Elliot doesn't know quite how else to describe it.

She stiffens, expression twists in discomfort but he wouldn't exactly say she's in pain, freezes, hand shifts and then comes to rest firmly on the table, digs in as though she's grounding herself, unexpected, out of nowhere.

"I'm fine," she insists. "I'm fine…"

"You sure as hell don't look it."

He's pushing.

He's pushing, and it could all backfire horribly at any moment, but he's acutely aware that he's supposed to be letting her walk back into St Ksenia's all alone within the next thirty minutes or so and he just doesn't feel comfortable with that idea all the while she's like this.

"Just…" Olivia wraps her hands around her coffee cup as though she's clinging onto it for dear life, fixes her gaze firmly on the diner table top. "Just… I don't know. Time of the month, probably…"

"Probably?"

"Oh my god, I am not having this conversation with you again…"

"Again?" Elliot questions, ignores the nagging feeling inside him that he needs to drop this, now, before she storms out without giving him chance to complete her check-in paperwork. "I don't remember having this conversation be-"

"Things get less… predictable with age, that's what I mean…"

It's still a sensitive subject for her, Elliot realises all-too-late.

And he knew that, for god's sake.

They've been here before, getting on for a decade ago, and she tearfully shut him down then and still he apparently hasn't learned.
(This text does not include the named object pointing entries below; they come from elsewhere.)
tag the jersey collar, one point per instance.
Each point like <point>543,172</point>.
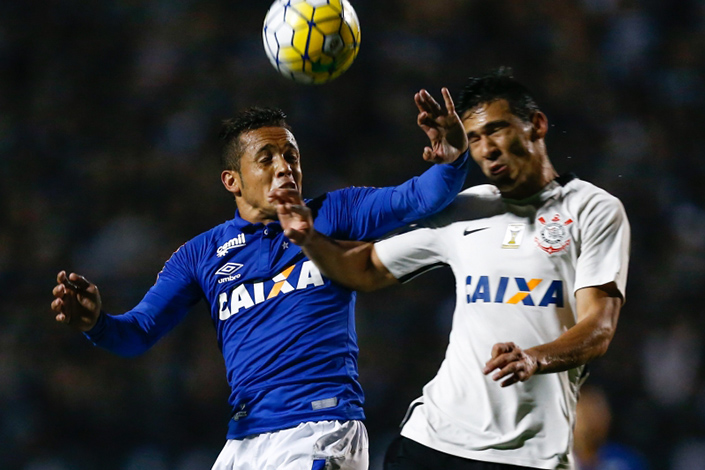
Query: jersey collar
<point>545,193</point>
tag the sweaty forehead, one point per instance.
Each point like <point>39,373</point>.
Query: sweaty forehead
<point>479,116</point>
<point>256,139</point>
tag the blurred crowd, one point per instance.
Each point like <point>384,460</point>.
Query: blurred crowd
<point>109,114</point>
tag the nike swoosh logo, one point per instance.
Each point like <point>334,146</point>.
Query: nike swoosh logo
<point>468,232</point>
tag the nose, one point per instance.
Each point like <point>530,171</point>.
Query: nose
<point>282,167</point>
<point>488,148</point>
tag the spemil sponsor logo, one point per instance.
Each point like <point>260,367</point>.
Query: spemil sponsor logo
<point>236,242</point>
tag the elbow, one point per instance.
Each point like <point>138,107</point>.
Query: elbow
<point>602,342</point>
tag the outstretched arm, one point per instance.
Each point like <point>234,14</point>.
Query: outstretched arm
<point>598,310</point>
<point>353,264</point>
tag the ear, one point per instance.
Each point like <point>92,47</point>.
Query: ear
<point>539,122</point>
<point>231,181</point>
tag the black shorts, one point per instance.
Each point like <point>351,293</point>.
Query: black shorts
<point>405,454</point>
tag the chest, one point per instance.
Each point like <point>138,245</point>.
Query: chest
<point>524,256</point>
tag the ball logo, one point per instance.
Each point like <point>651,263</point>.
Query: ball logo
<point>553,235</point>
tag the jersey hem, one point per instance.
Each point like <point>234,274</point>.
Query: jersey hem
<point>484,455</point>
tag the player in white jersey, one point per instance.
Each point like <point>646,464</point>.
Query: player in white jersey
<point>540,263</point>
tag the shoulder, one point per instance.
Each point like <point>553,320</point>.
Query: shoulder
<point>205,242</point>
<point>591,202</point>
<point>481,198</point>
<point>589,196</point>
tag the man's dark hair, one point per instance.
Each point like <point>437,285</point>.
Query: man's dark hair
<point>247,120</point>
<point>497,85</point>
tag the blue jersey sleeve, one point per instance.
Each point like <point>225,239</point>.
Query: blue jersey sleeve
<point>369,213</point>
<point>162,308</point>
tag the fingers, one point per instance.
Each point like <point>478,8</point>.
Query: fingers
<point>425,102</point>
<point>285,195</point>
<point>511,363</point>
<point>450,106</point>
<point>73,281</point>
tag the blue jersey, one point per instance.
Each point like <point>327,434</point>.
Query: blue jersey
<point>287,333</point>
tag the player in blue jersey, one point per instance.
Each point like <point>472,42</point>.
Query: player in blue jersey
<point>287,334</point>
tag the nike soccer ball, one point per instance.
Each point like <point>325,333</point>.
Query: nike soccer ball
<point>311,41</point>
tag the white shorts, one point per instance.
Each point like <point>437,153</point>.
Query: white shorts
<point>322,445</point>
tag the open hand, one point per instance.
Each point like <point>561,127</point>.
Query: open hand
<point>76,301</point>
<point>295,218</point>
<point>442,126</point>
<point>513,363</point>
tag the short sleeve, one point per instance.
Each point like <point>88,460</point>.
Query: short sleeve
<point>605,244</point>
<point>412,253</point>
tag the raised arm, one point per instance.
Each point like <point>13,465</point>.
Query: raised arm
<point>77,304</point>
<point>597,310</point>
<point>353,264</point>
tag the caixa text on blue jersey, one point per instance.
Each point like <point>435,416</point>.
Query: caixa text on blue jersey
<point>247,295</point>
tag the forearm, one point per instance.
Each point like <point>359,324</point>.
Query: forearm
<point>587,340</point>
<point>348,263</point>
<point>430,192</point>
<point>120,334</point>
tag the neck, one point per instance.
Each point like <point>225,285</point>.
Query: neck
<point>256,215</point>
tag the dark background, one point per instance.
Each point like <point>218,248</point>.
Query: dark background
<point>109,112</point>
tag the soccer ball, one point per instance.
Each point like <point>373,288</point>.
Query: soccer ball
<point>311,41</point>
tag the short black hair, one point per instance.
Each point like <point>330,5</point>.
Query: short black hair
<point>247,120</point>
<point>497,85</point>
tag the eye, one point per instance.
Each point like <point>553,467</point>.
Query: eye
<point>292,157</point>
<point>264,158</point>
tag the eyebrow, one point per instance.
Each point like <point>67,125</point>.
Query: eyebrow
<point>490,126</point>
<point>270,147</point>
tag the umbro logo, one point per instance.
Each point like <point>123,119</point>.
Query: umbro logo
<point>468,231</point>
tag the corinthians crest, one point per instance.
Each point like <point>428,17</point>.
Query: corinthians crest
<point>553,234</point>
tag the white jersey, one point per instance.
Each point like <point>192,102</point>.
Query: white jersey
<point>517,266</point>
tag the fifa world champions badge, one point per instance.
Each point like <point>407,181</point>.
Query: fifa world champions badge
<point>553,236</point>
<point>513,236</point>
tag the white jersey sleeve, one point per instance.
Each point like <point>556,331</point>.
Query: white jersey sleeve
<point>412,253</point>
<point>604,249</point>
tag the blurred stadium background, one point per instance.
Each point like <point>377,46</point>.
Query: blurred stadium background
<point>109,112</point>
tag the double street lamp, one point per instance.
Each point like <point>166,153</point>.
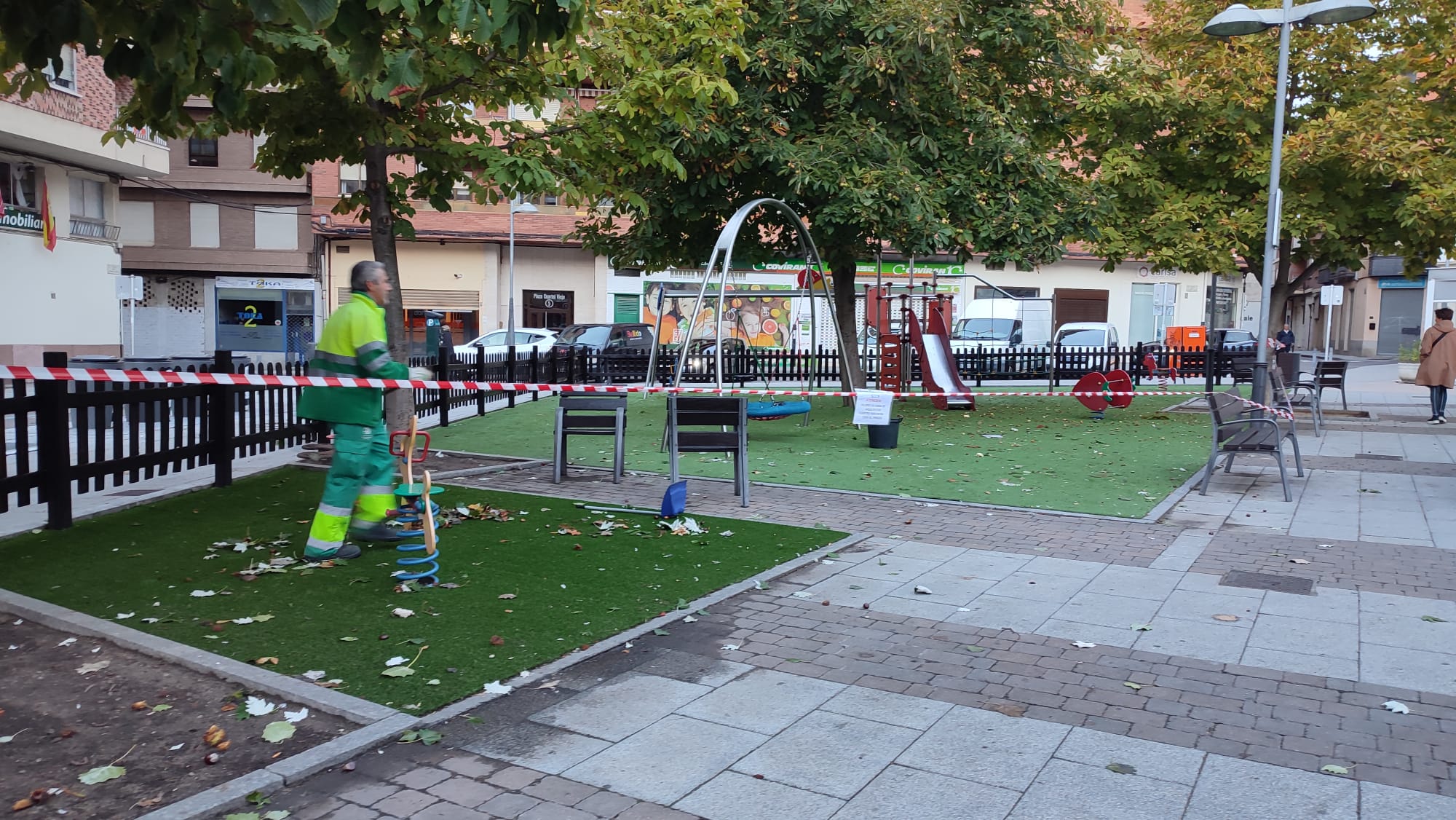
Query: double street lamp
<point>1237,21</point>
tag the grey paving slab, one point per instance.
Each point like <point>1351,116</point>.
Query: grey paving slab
<point>1107,611</point>
<point>998,612</point>
<point>986,748</point>
<point>850,591</point>
<point>622,706</point>
<point>1407,631</point>
<point>1189,605</point>
<point>765,701</point>
<point>1327,604</point>
<point>829,754</point>
<point>1305,636</point>
<point>985,564</point>
<point>887,707</point>
<point>911,795</point>
<point>733,797</point>
<point>1244,790</point>
<point>1380,802</point>
<point>537,746</point>
<point>919,551</point>
<point>1085,570</point>
<point>1409,669</point>
<point>1212,642</point>
<point>1158,761</point>
<point>668,760</point>
<point>1323,666</point>
<point>889,567</point>
<point>956,591</point>
<point>1135,582</point>
<point>1382,604</point>
<point>1093,793</point>
<point>1080,631</point>
<point>1208,583</point>
<point>1037,586</point>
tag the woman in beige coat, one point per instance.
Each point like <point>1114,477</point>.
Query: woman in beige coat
<point>1438,363</point>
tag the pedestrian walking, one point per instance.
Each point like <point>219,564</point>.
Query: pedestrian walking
<point>360,487</point>
<point>1285,339</point>
<point>1438,368</point>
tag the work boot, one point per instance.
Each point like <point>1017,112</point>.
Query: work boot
<point>341,553</point>
<point>375,532</point>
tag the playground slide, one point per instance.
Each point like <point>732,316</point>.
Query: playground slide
<point>938,365</point>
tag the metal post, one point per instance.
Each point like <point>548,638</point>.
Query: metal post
<point>1272,226</point>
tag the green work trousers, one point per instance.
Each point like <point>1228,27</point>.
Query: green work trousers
<point>360,486</point>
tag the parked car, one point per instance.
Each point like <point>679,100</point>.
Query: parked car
<point>496,343</point>
<point>621,350</point>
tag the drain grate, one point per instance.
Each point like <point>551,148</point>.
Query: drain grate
<point>1269,582</point>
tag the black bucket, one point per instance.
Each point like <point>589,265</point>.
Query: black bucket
<point>886,436</point>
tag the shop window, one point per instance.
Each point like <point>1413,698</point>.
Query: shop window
<point>202,152</point>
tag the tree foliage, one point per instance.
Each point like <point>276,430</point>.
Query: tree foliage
<point>1179,127</point>
<point>933,126</point>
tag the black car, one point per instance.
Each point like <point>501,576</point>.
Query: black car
<point>604,353</point>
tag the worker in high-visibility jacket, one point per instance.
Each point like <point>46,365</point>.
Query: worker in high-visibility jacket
<point>360,487</point>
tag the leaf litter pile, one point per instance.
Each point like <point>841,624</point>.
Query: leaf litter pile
<point>1021,452</point>
<point>92,730</point>
<point>223,570</point>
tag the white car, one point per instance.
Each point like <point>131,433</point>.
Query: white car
<point>496,343</point>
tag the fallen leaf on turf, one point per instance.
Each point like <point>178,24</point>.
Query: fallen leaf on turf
<point>103,774</point>
<point>279,732</point>
<point>257,707</point>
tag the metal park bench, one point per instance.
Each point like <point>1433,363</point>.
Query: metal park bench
<point>1238,430</point>
<point>592,416</point>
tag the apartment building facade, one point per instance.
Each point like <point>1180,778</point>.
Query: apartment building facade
<point>225,256</point>
<point>59,232</point>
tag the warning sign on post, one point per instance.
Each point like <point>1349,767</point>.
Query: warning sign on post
<point>873,407</point>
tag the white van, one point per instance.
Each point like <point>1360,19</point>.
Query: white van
<point>997,324</point>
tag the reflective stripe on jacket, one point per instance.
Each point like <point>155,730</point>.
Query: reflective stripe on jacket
<point>353,344</point>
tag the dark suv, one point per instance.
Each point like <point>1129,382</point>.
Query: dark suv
<point>604,353</point>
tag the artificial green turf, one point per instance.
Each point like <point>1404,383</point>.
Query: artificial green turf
<point>1052,454</point>
<point>149,560</point>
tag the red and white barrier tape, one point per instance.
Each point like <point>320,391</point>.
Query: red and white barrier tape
<point>277,381</point>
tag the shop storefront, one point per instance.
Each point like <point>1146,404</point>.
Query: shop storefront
<point>267,315</point>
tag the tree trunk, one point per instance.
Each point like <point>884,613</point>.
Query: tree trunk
<point>842,270</point>
<point>400,406</point>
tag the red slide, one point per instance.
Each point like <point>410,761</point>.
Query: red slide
<point>938,372</point>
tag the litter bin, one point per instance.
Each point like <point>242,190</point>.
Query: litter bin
<point>95,416</point>
<point>886,436</point>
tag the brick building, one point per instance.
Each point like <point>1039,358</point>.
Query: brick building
<point>52,154</point>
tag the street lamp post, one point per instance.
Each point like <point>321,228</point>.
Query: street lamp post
<point>1237,21</point>
<point>510,298</point>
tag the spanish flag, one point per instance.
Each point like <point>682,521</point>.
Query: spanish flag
<point>47,221</point>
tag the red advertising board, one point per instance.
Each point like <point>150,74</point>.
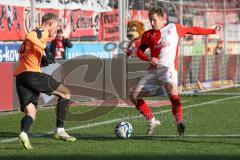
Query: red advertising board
<point>6,86</point>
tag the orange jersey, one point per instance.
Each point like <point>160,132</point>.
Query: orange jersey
<point>31,51</point>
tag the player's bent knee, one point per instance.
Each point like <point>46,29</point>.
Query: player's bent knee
<point>133,98</point>
<point>30,110</point>
<point>63,92</point>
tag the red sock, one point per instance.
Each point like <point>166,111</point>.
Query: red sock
<point>176,108</point>
<point>144,109</point>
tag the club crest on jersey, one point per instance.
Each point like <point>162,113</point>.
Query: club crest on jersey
<point>161,43</point>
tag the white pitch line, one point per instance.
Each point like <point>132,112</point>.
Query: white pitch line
<point>134,117</point>
<point>195,135</point>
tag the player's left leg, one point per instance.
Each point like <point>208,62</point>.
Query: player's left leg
<point>47,84</point>
<point>140,103</point>
<point>172,91</point>
<point>62,108</point>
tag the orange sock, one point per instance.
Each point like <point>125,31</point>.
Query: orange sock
<point>176,108</point>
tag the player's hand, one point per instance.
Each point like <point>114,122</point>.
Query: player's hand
<point>218,27</point>
<point>153,61</point>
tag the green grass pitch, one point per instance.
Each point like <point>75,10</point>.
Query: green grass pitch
<point>213,132</point>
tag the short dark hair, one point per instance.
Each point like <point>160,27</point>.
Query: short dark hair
<point>49,16</point>
<point>158,10</point>
<point>60,31</point>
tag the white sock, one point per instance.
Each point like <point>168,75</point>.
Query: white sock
<point>59,130</point>
<point>23,134</point>
<point>152,120</point>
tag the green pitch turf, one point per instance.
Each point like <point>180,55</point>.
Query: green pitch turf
<point>213,132</point>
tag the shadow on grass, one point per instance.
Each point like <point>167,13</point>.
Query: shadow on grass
<point>123,157</point>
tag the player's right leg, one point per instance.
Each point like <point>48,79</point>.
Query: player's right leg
<point>28,99</point>
<point>27,120</point>
<point>172,91</point>
<point>62,107</point>
<point>140,103</point>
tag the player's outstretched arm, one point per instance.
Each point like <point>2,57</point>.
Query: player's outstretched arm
<point>34,37</point>
<point>140,52</point>
<point>182,30</point>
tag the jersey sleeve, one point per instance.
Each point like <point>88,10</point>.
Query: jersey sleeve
<point>142,47</point>
<point>35,37</point>
<point>182,30</point>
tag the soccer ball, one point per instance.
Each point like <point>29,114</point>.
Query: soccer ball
<point>123,130</point>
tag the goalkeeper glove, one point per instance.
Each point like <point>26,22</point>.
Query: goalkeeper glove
<point>47,58</point>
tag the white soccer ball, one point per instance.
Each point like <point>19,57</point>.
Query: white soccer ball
<point>123,130</point>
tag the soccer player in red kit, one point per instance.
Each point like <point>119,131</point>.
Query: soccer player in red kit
<point>163,40</point>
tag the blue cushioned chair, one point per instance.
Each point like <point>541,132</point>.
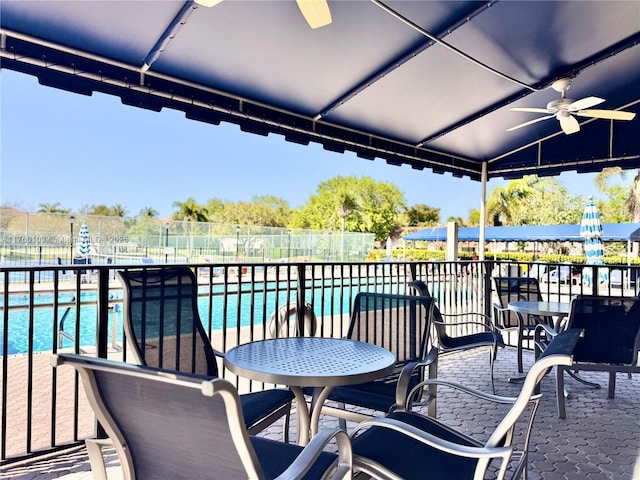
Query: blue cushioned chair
<point>163,326</point>
<point>398,323</point>
<point>483,332</point>
<point>173,425</point>
<point>512,289</point>
<point>408,445</point>
<point>610,341</point>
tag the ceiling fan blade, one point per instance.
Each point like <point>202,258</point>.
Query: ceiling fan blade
<point>208,3</point>
<point>569,124</point>
<point>315,12</point>
<point>608,114</point>
<point>583,103</point>
<point>528,109</point>
<point>530,122</point>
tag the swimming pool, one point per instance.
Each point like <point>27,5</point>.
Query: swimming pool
<point>257,303</point>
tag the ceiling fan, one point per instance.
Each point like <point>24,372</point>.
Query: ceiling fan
<point>565,110</point>
<point>315,12</point>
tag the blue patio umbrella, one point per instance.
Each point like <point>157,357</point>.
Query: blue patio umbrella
<point>84,241</point>
<point>591,231</point>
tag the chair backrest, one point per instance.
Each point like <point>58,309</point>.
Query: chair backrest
<point>439,327</point>
<point>165,424</point>
<point>558,352</point>
<point>512,289</point>
<point>399,323</point>
<point>419,287</point>
<point>611,328</point>
<point>161,320</point>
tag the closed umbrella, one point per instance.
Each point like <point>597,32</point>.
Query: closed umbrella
<point>84,241</point>
<point>591,231</point>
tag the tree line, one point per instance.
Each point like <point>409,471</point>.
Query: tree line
<point>361,204</point>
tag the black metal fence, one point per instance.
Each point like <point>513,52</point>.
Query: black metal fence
<point>78,308</point>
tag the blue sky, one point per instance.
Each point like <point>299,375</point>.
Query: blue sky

It's just another reminder, he supposes.

Another unwelcome reminder that she's out of time, that the family he knows she's desperately wanted for such a long time now will never be, that she'll never be given the chance to be the incredible mother he knows she would have given the chance- because the thirteen years he spent with her and the nine months he's been back have left no doubt in his mind that she was put on this earth to be a parent, that she's a natural with kids all the way through from newborns to young adults, that life is so goddamned unfair.

Unless…

But she can't be.

She insists she can't be, and he has to trust her judgement on that.

Kathy is right.

It's none of his business.

Olivia's body, Olivia's life, nothing to do with him.

But what if…

"Okay," Elliot shrugs her off casually, gently, fights with all his might to strike a careful balance between letting it go and ensuring she knows that he's here, that he's not leaving, even when their time is up and he'll watch her disappear into the subway station across the street, wait a few minutes to ensure no one who might be watching her sees him walk three blocks north to his unmarked police car, drive back across the Brooklyn Bridge to Manhattan with fuck all to report back to Cragen but a string of new worries he can't fully articulate, therefore can't justify, won't be allowed to do a goddamned thing about, useless, fucking useless, failed her for two years straight and he's still failing her now, failing her spectacularly and he doesn't know how to change it for the better, can't shake the awful, sinking feeling in the pit of his stomach that she's slipping through his fingers, freefalling, and not one of them is doing a damned thing about it. "Okay. You got everything you need over there? Because I can do you a Wallgreens, run, bring you…"

"Oh my god, Elliot," Olivia sighs, shoots him the most exasperated look he's earned from her yet. "It's a women's refuge run by a Russian convent in Brighton Beach, for god's sake. Not Arkhangelsk Oblast."